December / January 2019
I think about Radiohead’s Idioteque often. Considering it was written just as we moved from the 20th to the 21st century, there is so much meaning that still rings true today, nearly 20 years later. It’s easy to look at the world and get cynical. The rate and acceleration of change is hard to comprehend. I also think about cultural anthropology – everything that has happened to get us right here, right now. We are constantly developing as humans, but this progression isn’t always as ground-breaking as starting to use tools or developing language. Rather, we are evolving emotionally. Thanks to technology, we can readily have anything that we want – from ordering dinner and groceries to streaming entire television series in one binge experience. We no longer have to wait for anything, so what does this mean for our humanity? What does it mean for patience, kindness and courtesy? How will this affect the world in 100 years’ time?

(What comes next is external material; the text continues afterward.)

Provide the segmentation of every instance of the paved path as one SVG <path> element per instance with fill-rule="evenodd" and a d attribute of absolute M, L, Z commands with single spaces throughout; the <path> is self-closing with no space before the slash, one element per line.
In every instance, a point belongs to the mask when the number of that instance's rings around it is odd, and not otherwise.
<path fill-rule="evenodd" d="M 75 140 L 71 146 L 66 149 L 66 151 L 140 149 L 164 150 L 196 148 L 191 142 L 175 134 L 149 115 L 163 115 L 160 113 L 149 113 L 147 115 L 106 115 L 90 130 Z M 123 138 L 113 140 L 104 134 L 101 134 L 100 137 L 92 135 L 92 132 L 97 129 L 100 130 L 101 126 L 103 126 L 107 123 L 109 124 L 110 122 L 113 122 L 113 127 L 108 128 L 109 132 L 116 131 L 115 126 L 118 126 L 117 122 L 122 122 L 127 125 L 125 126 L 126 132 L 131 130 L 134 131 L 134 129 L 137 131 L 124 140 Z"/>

Within the same breath, I marvel at what technology has done for us and how it has transformed the ways in which we live. I have a two-year-old daughter and the thought of having to go to the bank to withdraw money, drive to the supermarket and then do the shopping seems a million miles away. The time I get back through online commerce is revolutionary and almost priceless, and for that I am grateful. Still, it has been months since I even set foot in a shop, and there’s also something a little strange about that fact too.
This issue is very special; through our features and editorials we are diving into bigger subjects head on; Lust for Light looks at the technical and philosophical meaning of light art as a medium in its own right. We also highlight the 2018 Foam Talent Call, which includes 20 photographers you should know. Meanwhile, Phaidon’s Living in the Desert surveys buildings in some of the most inhospitable landscapes on earth.
In photography, we present seven outstanding practitioners whose works are redefining genre. Architecture, immersive design and portraiture are included, traversing fine art, CGI and fashion. Finally, Gabrielle Motola discusses collaborative inspiration and the essence of the road trip.